Ciminelli Joseph T, Love Tanzy, Wu Tong Tong
University of Rochester, 500 Joseph Wilson Boulevard, RC Box 270138, Rochester, NY 14623.
University of Rochester, 265 Crittenden Boulevard, Box 630, Rochester, NY 14642.
Spat Stat. 2019 Mar;29:129-144. doi: 10.1016/j.spasta.2018.11.001. Epub 2018 Nov 20.

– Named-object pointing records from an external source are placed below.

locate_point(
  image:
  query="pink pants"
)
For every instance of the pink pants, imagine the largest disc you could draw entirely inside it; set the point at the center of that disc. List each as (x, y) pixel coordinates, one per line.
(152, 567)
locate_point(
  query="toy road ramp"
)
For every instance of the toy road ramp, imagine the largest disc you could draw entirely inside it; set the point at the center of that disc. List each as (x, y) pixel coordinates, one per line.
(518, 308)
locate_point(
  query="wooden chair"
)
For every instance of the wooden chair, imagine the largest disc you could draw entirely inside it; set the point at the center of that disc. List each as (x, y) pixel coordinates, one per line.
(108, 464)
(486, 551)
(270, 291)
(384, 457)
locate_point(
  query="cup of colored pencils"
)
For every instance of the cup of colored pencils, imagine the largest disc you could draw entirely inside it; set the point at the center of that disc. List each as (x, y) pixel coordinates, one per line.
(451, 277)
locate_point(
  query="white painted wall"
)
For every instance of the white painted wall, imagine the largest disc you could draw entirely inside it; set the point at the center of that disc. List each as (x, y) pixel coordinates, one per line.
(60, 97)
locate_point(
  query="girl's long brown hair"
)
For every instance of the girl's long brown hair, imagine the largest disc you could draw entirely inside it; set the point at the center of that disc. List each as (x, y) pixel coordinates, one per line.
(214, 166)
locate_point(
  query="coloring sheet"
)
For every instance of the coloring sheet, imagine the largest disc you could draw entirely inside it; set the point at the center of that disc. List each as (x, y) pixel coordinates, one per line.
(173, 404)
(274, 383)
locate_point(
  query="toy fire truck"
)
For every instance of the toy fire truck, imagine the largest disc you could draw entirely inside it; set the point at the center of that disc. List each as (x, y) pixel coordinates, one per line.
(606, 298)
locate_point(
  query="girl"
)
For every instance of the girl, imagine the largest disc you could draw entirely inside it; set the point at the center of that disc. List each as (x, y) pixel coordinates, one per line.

Our work is motivated by a desire to incorporate the vast wealth of social network data into the framework of spatial models. We introduce a method for modeling the spatial correlations that exist over a social network. In particular, we model attributes measured for each member of the network as a continuous process over the social space created by their connections. Our method simultaneously models the unobserved locations of network members in social space and the spatial process that exists over that space based on the observed network connections and nodal attributes. The model is evaluated through simulation studies and applied to the importance ranking for a network of emergency response organizations and the physical activity habits of teenage girls. The introduced methods incorporate network data into the spatial framework, expanding traditional models to include this often relevant source of additional information.
我们的工作动机是希望将大量丰富的社交网络数据纳入空间模型框架。我们引入了一种对社交网络中存在的空间相关性进行建模的方法。具体而言,我们将为网络中每个成员测量的属性建模为基于其连接所创建的社交空间上的连续过程。我们的方法同时对社交空间中网络成员的未观测位置以及基于观测到的网络连接和节点属性在该空间上存在的空间过程进行建模。该模型通过模拟研究进行评估,并应用于应急响应组织网络的重要性排名以及少女的体育活动习惯。所引入的方法将网络数据纳入空间框架,扩展了传统模型,以纳入这一通常相关的额外信息来源。